Managing Usage and Storage Costs
Learn how to work cost-effectively on the Research Analysis Platform

Costs on the Research Analysis Platform

Platform users incur costs for:
  • Using compute resources
  • Storing data other than that dispensed to a project by UK Biobank. This includes uploaded data, or data generated in the course of work on the Platform.
  • Data egress
Users are not charged for the cost of storing UK Biobank data that has been dispensed to a project. The cost of storing this data is sponsored by Amazon Web Services.

Running Jobs in Batches

As detailed in this Science Corner article, when your analysis is particularly complex, submit jobs in small batches, to check for errors and ensure that you’re achieving the balance you’re trying to strike between speed and cost-effectiveness.

Smart Reuse: Testing Workflows Efficiently in Advance

Smart Reuse is a feature that can enable significant cost savings. Smart Reuse enables the testing of complex workflows in a maximally resource-efficient fashion, before they’re run in a production environment. For a full description of Smart Reuse and how to use it, refer to the DNAnexus Platform documentation.
Smart Reuse is available to all Research Analysis Platform users.

Choosing and Testing Compute Instances

When running a job on the Platform, you must select a compute instance to use, in executing the job. It’s difficult to make general recommendations about what instances are best in each situation, and how to balance speed and cost-efficiency.
When first running a workflow, one useful approach is to select an instance that meets your cost standard, then set a timeout for the job, to prevent the job from running too long, and thus incurring too high a usage charge.
It can be helpful to log into a running instance using dx ssh and check how the CPU and memory of a machine is being utilized using a utility such as htop. If CPUs are idle or memory is being under-utilized, you may be able to save money by selecting a smaller instance type for that job or by changing the configuration of the tool being run to use more threads (if applicable to that specific tool).

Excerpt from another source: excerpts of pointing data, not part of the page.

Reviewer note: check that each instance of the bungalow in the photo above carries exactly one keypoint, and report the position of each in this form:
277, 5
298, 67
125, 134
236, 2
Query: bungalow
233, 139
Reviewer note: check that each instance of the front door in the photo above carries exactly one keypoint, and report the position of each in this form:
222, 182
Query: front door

Using Job Priority Settings to Balance Cost and Speed

Each analysis job is run with a priority setting.
High priority jobs use on-demand virtual machines, i.e. compute instances that are immediately available. This costs more than running a job at low priority, which uses spot instances, i.e. virtual machines that may or may not be immediately available. Running a job at normal priority, meanwhile, ensures the the system will first try, for 15 minutes, to secure a spot instance or instances, only using more expensive on-demand instances if spot instances are unavailable.
See the “Managing Job Priority” page for more info on priority levels and how to choose the right one for your purposes.
Consult the Platform rate card for details on rates for using different types of instances.

Managing Storage Costs

Storage costs can add up, if you create or upload large files, particularly if you store them for long periods of time. For this reason, proper file management is essential to using RAP in a cost-efficient fashion. For example, if, in the course of running an analysis, you generate intermediate files, you should consider carefully whether these are worth saving. They may be useful for future analyses. But if the compute cost and effort needed to generate them is low, you might consider re-creating them rather than storing them until you need them again.

Managing Egress Costs

In some situations, you might prefer to egress data from the Platform, then analyze it on your computer or local cluster. But be aware of data egress charges. It’s almost always more cost-efficient to use the Platform for all data processing, relying on local resources only for post-processing.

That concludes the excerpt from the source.